Why don’t more people do this? Well, obviously not everyone can pay top of market, because then it wouldn’t be top of market anymore. But plenty of companies have explicit polices to pay at mid-market, or at the 75th percentile, etc. I think a big part of the answer here is that there’d be a lot of disagreement that the best employees can be 10x more valuable than the average employee. This is actually something I would love to see more data on – the culture deck simply states this as a fact without supporting citations. In my experience, I think this is a reasonable statement – I’m really curious what other people have to think (please tell me in the comments!)
Don’t Settle For Adequate Performance
I believe this generates the most controversy from the culture deck. Basically at Netflix, if you do an OK job, you are given a nice severance package and shown the door so that a superstar can be brought in to do a better job. At most companies, you are expected to do an OK job, and you’re only shown the door if you’re not doing an OK job. Think of the sports team analogy – if your first baseman is batting .270 with 50 RBIs, he’s doing OK, but if you have the opportunity to bring in a first baseman who bats .320 with 95 RBIs – wouldn’t you do it?
Why don’t more people do this? You can only do this if you are convinced you can bring in a superstar to replace the person leaving, and that assumption requires some of the other Netflix culture charactersitics: namely paying at top of market and having a workplace that’s already filled with “stunning colleagues.” So this is something you can really only do if you’ve already adopted most of the rest of #netflixculture.
What really jumped out at me from writing this post is that a lot of the components of #netflixculture leverage and reinforce each other.

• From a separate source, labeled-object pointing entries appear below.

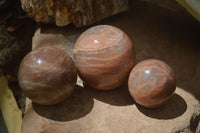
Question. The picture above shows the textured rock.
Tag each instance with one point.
(14, 46)
(78, 12)
(157, 33)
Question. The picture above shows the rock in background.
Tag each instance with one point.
(78, 12)
(156, 32)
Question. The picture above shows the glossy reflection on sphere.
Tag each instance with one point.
(151, 83)
(104, 56)
(47, 75)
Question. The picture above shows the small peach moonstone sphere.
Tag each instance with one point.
(47, 75)
(104, 57)
(151, 83)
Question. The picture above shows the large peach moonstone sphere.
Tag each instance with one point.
(47, 75)
(104, 56)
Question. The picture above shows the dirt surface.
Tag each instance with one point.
(171, 35)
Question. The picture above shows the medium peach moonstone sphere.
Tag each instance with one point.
(47, 75)
(104, 56)
(151, 83)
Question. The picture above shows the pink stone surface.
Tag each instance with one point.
(151, 83)
(47, 75)
(104, 56)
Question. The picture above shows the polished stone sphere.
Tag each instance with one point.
(151, 83)
(47, 75)
(104, 57)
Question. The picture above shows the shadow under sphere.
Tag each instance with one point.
(74, 107)
(118, 97)
(175, 107)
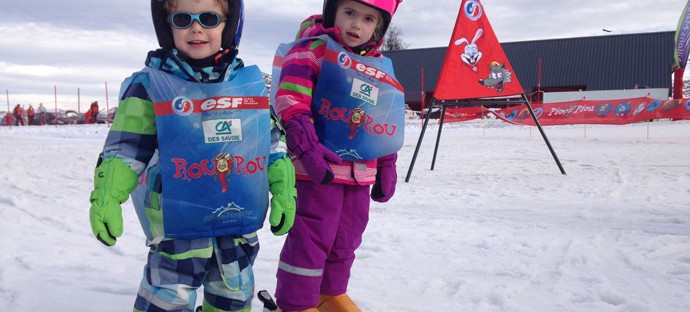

For example, paying top of market lets you fill your company with responsible, awesome people, which lets you grow without adding tons of rules and policies. The real question is how much of what Netflix has done is unique to their position in their industry, and how much is generalizable to other companies? I’m looking forward to seeing other companies adopt this culture and seeing how it turns out for them. If your company is doing so, let me know!